La question du retour des réfugiés divise, que la guerre soit finie ou non. Lundi 5 février, plusieurs organisations, dont le Conseil norvégien pour les réfugiés (CNR) et CARE International, ont mis en garde les pays accueillant des réfugiés syriens au Moyen-Orient et en Occident contre le retour forcé de ces derniers en Syrie, voire la simple discussion de mesures en ce sens. La majorité d'entre eux a trouvé refuge dans les pays voisins, tels que la Turquie, le Liban et la Jordanie, mais que disent les pays concernés, par exemple le Liban?
«Ils ont totalement raison», estime Albert Abi Azar, président de l'ONG Alpha, «peut-on reconstruire alors que les obus tombent encore un peu partout en Syrie?»
Le responsable de cette ONG libanaise n'imagine pas, pour l'heure, de retour des déplacés. Il souligne néanmoins une donnée absente du rapport:
«Le problème que les ONG n'ont pas relevé, c'est de dire pourquoi le gouvernement libanais est obligé de faire des retours forcés.»
«Alors que la situation militaire changeait en Syrie, et que le contexte se prêtait davantage à une rhétorique et des politiques anti-réfugiés à travers le monde, les gouvernements ont commencé en 2017 à envisager ouvertement le retour des réfugiés dans leur pays», souligne le rapport des ONG. Une «rhétorique» qui s'est suivie d'une baisse des aides promises? Selon le gouvernement libanais, le pays n'a reçu en 2017 que 27% des promesses d'aides financières promises par la communauté internationale.
«La responsabilité des réfugiés au Liban n'incombe pas au gouvernement libanais tout seul, mais à la communauté internationale, qui a diminué son aide pour les réfugiés syriens au Liban.»

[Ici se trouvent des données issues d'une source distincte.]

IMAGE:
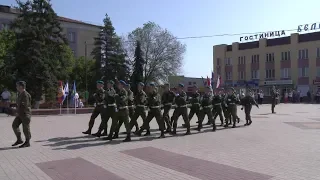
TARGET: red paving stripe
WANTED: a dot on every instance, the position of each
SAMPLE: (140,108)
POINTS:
(75,169)
(202,169)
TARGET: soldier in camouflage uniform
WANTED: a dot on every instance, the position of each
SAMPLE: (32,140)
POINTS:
(140,110)
(195,104)
(154,104)
(99,109)
(131,103)
(206,109)
(232,101)
(23,115)
(167,100)
(181,110)
(122,114)
(247,103)
(274,98)
(217,108)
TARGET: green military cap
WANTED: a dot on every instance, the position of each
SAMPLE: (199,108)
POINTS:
(21,83)
(100,82)
(111,82)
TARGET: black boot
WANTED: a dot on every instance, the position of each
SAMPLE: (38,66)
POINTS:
(147,133)
(25,144)
(19,141)
(162,134)
(128,138)
(87,132)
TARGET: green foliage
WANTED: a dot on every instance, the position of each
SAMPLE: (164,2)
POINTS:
(110,58)
(41,56)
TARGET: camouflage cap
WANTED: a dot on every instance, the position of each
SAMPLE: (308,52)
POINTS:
(100,82)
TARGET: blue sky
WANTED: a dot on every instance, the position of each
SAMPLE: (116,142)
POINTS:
(194,18)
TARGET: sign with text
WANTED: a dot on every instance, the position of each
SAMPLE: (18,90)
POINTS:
(263,35)
(308,27)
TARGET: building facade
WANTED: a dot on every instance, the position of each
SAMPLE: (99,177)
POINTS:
(79,34)
(291,62)
(188,82)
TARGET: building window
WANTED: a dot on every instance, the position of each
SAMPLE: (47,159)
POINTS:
(285,73)
(304,72)
(255,58)
(228,62)
(228,75)
(241,60)
(285,55)
(241,75)
(270,73)
(255,74)
(72,36)
(303,54)
(270,57)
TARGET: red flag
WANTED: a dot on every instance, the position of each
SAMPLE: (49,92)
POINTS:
(208,81)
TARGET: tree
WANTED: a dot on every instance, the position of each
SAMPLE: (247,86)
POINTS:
(110,58)
(41,55)
(7,44)
(137,75)
(163,53)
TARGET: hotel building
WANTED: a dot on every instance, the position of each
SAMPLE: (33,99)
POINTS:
(79,34)
(291,62)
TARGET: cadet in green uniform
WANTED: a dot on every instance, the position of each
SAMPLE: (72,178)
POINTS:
(154,104)
(99,109)
(167,101)
(273,98)
(181,110)
(140,110)
(122,115)
(206,109)
(232,101)
(217,108)
(23,115)
(247,103)
(131,104)
(195,104)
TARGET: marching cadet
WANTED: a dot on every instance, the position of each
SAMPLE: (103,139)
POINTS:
(131,104)
(247,103)
(154,104)
(167,100)
(274,98)
(206,105)
(122,115)
(99,109)
(180,110)
(232,101)
(217,108)
(23,115)
(195,104)
(140,110)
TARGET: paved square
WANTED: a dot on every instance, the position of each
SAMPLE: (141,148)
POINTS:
(271,148)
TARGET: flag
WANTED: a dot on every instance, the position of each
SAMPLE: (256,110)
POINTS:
(208,81)
(218,81)
(66,91)
(61,94)
(212,79)
(74,90)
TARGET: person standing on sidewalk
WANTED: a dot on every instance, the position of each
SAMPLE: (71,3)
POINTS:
(23,115)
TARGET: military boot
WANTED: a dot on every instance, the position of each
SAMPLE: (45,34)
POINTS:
(19,141)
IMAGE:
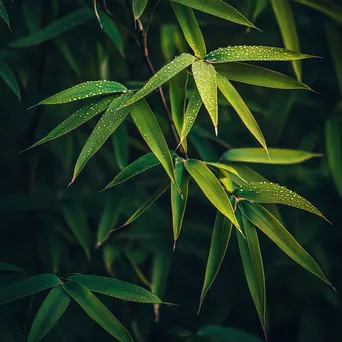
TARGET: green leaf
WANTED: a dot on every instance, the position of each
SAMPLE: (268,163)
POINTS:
(270,226)
(163,75)
(53,307)
(234,98)
(217,8)
(116,288)
(139,8)
(150,130)
(253,53)
(140,165)
(28,287)
(218,247)
(85,90)
(286,23)
(255,75)
(82,115)
(276,156)
(178,202)
(267,192)
(211,187)
(205,78)
(328,8)
(106,126)
(58,27)
(253,266)
(191,30)
(77,222)
(95,309)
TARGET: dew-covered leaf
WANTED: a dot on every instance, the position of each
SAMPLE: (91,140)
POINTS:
(116,288)
(191,30)
(255,75)
(52,308)
(28,287)
(217,8)
(96,310)
(253,53)
(236,101)
(205,78)
(276,156)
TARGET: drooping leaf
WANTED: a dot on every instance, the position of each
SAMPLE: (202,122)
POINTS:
(96,310)
(234,98)
(217,8)
(163,75)
(267,192)
(56,28)
(140,165)
(211,187)
(116,288)
(255,75)
(85,90)
(287,26)
(28,287)
(276,156)
(218,247)
(253,53)
(270,226)
(106,126)
(205,78)
(253,266)
(191,30)
(52,308)
(178,202)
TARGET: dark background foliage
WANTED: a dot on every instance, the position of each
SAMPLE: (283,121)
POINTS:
(35,235)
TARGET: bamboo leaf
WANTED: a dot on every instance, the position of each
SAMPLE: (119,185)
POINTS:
(276,156)
(255,75)
(28,287)
(287,26)
(116,288)
(53,307)
(217,8)
(254,53)
(191,30)
(205,78)
(234,98)
(218,247)
(270,226)
(95,309)
(211,187)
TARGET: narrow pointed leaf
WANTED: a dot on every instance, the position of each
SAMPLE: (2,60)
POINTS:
(96,310)
(205,78)
(28,287)
(140,165)
(191,30)
(106,126)
(85,90)
(255,75)
(254,53)
(116,288)
(217,8)
(53,307)
(163,75)
(58,27)
(234,98)
(276,156)
(150,130)
(178,202)
(287,26)
(211,187)
(218,247)
(270,226)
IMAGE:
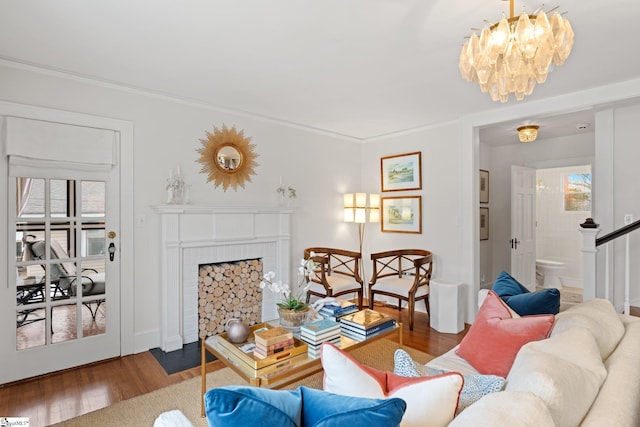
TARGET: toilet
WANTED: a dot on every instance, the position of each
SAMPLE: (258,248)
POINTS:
(548,273)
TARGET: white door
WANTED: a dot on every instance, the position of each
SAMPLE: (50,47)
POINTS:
(523,223)
(64,269)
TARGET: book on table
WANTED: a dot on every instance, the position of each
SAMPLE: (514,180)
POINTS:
(320,327)
(275,348)
(313,351)
(263,354)
(360,336)
(321,338)
(271,336)
(389,324)
(365,319)
(338,306)
(336,317)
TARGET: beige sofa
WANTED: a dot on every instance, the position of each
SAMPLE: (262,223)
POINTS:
(587,373)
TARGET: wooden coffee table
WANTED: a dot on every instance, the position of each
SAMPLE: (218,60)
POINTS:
(279,374)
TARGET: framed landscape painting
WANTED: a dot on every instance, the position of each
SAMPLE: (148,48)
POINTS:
(484,223)
(484,186)
(401,172)
(401,214)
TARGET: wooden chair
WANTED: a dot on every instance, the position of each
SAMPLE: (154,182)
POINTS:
(402,274)
(337,273)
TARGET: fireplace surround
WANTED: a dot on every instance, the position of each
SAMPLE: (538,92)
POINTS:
(193,235)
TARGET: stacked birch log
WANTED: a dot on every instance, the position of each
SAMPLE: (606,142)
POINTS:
(228,291)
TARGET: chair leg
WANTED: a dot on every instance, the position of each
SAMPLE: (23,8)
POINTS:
(412,308)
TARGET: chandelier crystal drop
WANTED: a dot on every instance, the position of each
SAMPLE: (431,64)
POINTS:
(514,54)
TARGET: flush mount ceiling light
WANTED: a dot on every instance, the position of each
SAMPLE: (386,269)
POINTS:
(528,133)
(512,55)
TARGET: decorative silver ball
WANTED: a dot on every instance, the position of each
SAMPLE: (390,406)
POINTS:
(237,330)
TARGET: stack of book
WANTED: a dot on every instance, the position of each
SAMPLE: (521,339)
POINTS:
(336,309)
(365,324)
(318,332)
(272,341)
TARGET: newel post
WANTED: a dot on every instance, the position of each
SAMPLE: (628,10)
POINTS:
(589,230)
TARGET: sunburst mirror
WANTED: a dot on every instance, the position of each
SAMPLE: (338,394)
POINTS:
(227,157)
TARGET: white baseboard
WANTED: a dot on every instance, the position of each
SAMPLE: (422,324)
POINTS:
(144,341)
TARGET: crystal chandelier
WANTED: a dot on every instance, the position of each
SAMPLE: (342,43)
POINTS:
(528,133)
(512,55)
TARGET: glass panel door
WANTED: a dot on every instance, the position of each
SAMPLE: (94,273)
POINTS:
(61,258)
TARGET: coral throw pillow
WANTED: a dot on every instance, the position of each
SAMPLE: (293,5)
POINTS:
(431,401)
(492,343)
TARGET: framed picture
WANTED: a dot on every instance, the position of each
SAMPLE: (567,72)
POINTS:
(484,223)
(401,172)
(401,214)
(484,186)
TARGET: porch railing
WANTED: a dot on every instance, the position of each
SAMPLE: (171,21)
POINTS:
(590,244)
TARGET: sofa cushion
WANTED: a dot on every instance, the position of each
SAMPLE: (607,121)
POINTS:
(323,409)
(565,371)
(598,316)
(431,401)
(475,385)
(617,403)
(524,302)
(506,408)
(241,405)
(495,337)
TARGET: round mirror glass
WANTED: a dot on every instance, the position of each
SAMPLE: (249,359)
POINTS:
(228,158)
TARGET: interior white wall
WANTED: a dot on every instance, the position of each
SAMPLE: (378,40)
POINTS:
(166,134)
(557,237)
(626,152)
(486,276)
(543,153)
(441,196)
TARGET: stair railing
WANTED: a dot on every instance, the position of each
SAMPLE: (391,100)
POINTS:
(590,243)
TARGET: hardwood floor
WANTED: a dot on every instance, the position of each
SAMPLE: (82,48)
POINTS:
(63,395)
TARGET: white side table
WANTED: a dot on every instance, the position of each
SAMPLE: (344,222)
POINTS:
(446,306)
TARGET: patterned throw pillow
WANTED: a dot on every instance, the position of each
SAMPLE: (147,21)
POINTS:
(475,386)
(431,401)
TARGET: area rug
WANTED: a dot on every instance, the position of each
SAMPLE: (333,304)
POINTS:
(185,396)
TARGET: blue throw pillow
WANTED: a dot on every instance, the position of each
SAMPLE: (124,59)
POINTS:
(234,406)
(523,302)
(324,409)
(252,406)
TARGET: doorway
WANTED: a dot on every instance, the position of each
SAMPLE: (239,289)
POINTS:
(563,199)
(57,289)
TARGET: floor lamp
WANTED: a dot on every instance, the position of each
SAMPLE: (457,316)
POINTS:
(355,210)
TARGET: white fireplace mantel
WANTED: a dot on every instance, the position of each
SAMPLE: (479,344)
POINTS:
(192,235)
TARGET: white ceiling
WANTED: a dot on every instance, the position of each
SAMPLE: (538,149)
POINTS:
(359,68)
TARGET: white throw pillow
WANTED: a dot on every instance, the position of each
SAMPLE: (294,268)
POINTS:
(475,385)
(565,371)
(431,401)
(598,316)
(506,408)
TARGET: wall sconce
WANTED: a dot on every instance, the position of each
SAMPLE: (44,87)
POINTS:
(356,209)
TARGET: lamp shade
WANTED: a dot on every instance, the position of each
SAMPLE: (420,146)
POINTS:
(348,200)
(349,215)
(374,201)
(361,200)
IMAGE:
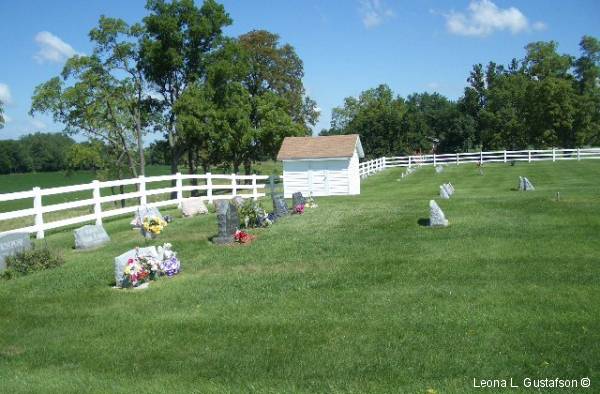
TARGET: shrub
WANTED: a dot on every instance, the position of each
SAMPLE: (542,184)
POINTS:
(29,261)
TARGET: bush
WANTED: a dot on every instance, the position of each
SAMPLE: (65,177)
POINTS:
(29,261)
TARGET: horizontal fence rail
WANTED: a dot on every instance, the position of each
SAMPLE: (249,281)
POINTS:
(245,186)
(371,167)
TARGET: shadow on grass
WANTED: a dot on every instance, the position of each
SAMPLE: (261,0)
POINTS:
(423,222)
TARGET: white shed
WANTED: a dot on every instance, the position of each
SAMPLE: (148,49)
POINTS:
(321,166)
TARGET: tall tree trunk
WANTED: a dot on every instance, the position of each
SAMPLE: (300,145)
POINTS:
(192,170)
(248,170)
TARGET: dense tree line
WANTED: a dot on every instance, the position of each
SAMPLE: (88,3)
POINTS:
(218,100)
(545,99)
(35,152)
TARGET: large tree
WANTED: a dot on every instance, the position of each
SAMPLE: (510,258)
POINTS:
(104,96)
(176,48)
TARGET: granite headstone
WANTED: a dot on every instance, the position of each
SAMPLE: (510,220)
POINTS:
(142,212)
(297,199)
(444,193)
(121,261)
(224,216)
(280,208)
(90,236)
(11,244)
(436,215)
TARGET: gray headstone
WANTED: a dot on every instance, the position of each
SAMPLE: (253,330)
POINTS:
(142,212)
(436,215)
(444,193)
(193,206)
(233,219)
(90,236)
(228,221)
(11,244)
(297,199)
(280,207)
(121,261)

Le gouvernement libanais est lui-même divisé. Le Premier ministre Saad Hariri veut conditionner le retour des réfugiés à la chute du régime du président syrien Bachar al-Assad, tandis que le chef de l'État, Michel Aoun, plaide pour un retour des réfugiés syriens sans condition… Mais cela nécessiterait de composer avec le régime en place, d'où le rapport des ONG, selon Albert Abi Azar:
«C'est une controverse, et pas seulement pour le gouvernement libanais, mais pour l'Europe: est-ce que, aujourd'hui, on pactise avec le régime? […] Les Européens non plus ne sont pas clairs sur l'attitude à adopter face au régime syrien de Bachar Al Assad. D'un côté, il le dénigre, théoriquement, et d'un autre, ils essaient de pactiser avec lui sur le terrain»,
note l'humanitaire, avant de poursuivre:
«Et ils obligent les associatifs, les humanitaires locaux et internationaux, à normaliser leur relation avec Bachar al Assad. C'est contre cela qu'il y a eu cet advocacy [plaidoyer, ndlr] de Care, de CTC, etc.»
«Je pense que les ONG ne mesurent pas bien la situation sur le terrain», estime de son côté François Costantini, docteur en Sciences politiques, et professeur associé à l'université Saint-Joseph de Beyrouth, pour qui le Haut-Commissariat ne remplit pas ses fonctions, tout d'abord financières:
«Les ONG ne jouent pas le jeu, aidé en cela par le nouveau secrétaire général des Nations-Unie, M. Guteres, qui en tant que haut-commissaire aux réfugiés, avait totalement galvaudé son rôle. Le destin des réfugiés, c'est de rentrer dans leur pays».
Certes, «la situation est très loin d'être stabilisée en Syrie», concède François Costantini, mais «on peut comprendre la position du Liban, qui pâtit de cette présence»:
«Que cela plaise ou non, il y a aujourd'hui un gouvernement syrien qui a retrouvé des marges de manœuvre, qui a retrouvé également la maîtrise d'une bonne partie de son territoire […] Je ne vois pas comment l'ONU pourrait faire autrement que de négocier et d'organiser leur rapatriement sans passer par des négociations avec le gouvernement syrien, encore que son autorité est encore très faible», conclut le politologue.